I wait to see if she reacts to that particular factoid, because it had been news to me. We were close enough in age she would have been in the school at the same time as me, though fifth graders and twelfth graders rarely crossed paths. Imagine my surprise when I realize we had, rather spectacularly, and it would have stuck with her even stronger than it had with me. I just hadn’t learned the name of the kid I had sent into a panic attack during the Testing Ceremony so didn’t know the student who sat as far from me as possible in the largest lecture hall the school had to offer was the little girl who had screamed, “Don’t touch me, don’t touch me. Stop hurting me.” when I had touched her elbow to help her up the stairs onto the testing stage. The, then, much blonder Tyla had curled up into a ball and it had taken three teachers to get her to safety. As a senior helper, no one thought to treat me for related trauma. No one ever explained what exactly had happened, but I would lay money on either past-life resurfacing, my few mediations along that line indicated I rarely was a nice person, or a future action, I was still, admittedly, quite an asshole though so far I never hurt anyone deliberately. Either conclusion meant Tyla was a seer of some sort.

“Oh.” She looks up through her flyaway hair, pushing a corner of it back so I see her dark gray eyes. “Oh.” Tyla sits up a little straighter.

I raise an eyebrow and give her my best half smile, minus the smolder I would give someone who wasn’t my student. “Oh?”

“You found out.”

“I found out?” I lift my hand from my leg and let it bounce, placing both hands in front of me. “What have I found out?”

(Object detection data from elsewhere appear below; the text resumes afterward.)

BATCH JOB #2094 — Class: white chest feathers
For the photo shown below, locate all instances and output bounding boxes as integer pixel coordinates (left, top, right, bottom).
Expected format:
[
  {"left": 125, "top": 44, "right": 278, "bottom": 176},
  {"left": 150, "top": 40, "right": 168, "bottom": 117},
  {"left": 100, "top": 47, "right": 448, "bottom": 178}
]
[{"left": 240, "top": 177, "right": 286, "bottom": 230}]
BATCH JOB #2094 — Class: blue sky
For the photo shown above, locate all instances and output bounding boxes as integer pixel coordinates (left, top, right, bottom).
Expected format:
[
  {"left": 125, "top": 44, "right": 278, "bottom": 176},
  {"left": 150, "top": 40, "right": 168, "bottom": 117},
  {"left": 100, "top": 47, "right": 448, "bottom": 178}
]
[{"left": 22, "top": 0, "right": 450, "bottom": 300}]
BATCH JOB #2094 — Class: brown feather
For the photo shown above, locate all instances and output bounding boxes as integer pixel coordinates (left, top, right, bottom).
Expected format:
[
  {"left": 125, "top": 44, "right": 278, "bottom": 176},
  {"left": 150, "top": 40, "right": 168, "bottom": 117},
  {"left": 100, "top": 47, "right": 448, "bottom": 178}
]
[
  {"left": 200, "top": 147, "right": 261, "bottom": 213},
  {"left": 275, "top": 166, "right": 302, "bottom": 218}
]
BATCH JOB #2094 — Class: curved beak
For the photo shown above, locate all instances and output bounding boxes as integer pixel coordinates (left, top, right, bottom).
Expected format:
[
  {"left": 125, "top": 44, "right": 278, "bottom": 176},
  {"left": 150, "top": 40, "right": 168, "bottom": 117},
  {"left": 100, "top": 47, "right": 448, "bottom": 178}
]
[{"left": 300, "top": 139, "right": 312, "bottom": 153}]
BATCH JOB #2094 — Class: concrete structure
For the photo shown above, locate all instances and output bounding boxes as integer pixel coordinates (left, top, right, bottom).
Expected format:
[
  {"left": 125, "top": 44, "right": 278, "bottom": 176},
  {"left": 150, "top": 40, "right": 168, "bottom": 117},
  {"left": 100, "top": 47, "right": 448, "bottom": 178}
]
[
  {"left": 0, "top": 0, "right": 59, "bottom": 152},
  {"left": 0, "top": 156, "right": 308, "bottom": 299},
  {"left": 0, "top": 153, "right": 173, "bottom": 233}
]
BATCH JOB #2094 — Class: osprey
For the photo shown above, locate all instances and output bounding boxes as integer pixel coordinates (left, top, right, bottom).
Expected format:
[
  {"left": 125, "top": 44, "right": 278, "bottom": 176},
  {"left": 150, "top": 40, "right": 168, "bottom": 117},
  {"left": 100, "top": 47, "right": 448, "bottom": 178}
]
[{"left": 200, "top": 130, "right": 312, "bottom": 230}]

“About, you know.” Her eyes drift to the side, a slight flush rises in her cheeks.

“Maybe.” I say, with concern, “but I need to know for certain.” I spread my hands, “And how it is affecting you in class.”

Her eyes closed. Pain twists her features a moment, before she clears her throat and faces me.


“Go on. I’m listening.”

“I … when I … my grandma turned me in.”

“Your grandma?”

“That isn’t the place to start is it, but it is.” She cleared her throat again. “That is where the thread is tied.” Tyla did a big inhale and exhale. “I’ll start there.”


Chapter Three: A Memory

“When I was ten, I visited my grandma and she tested me.” I say.

Professor Hawkins replied in his deep, panty dropping voice. Thank all the blankets he doesn’t use that voice in class. “Why would she need to do that?”

“My dad fell in love with a null and left the Union, but the requirement was all his children would need to be tested when they got close to Emergence.” I shrugged, “I am the oldest and got tested first. The rock floated.”

The rock test is the simplest of all tests. In the positive energy hand, for most people the right hand, small amount of energy leaks unless you have learned to shield. Place a daphir rock in the positive energy hand, it will float. Not high, but noticeable if you know what you are looking for. In the negative energy hand, where energy gets absorbed, it will stick.

The Testing Ceremony in the Prep schools sorted students by gifts and skills and required trained administrators. The rock test, anyone can do.

“So grandma and grandpa slugged it out with dad who just wanted me to be normal, but they got custody and they, of course, dropped me off at the school because they are complete Purists and hate me being half-null.” I pick at my zipbag, the blisters on my right hand are getting larger. “Since it took so long to get custody in courts, I got dropped off with no explanation or idea. I watched the introduction video, watched the pures takes their tests, which was absolutely eye opening for someone who only had seen a rock float like a magnet hovering over a magnet.”

Professor Hawkins raised his eyebrows at that.

Oops. Most people the rock in hand barely hovers high enough for a piece of paper to slip through. For it to hover like two magnets requires serious power.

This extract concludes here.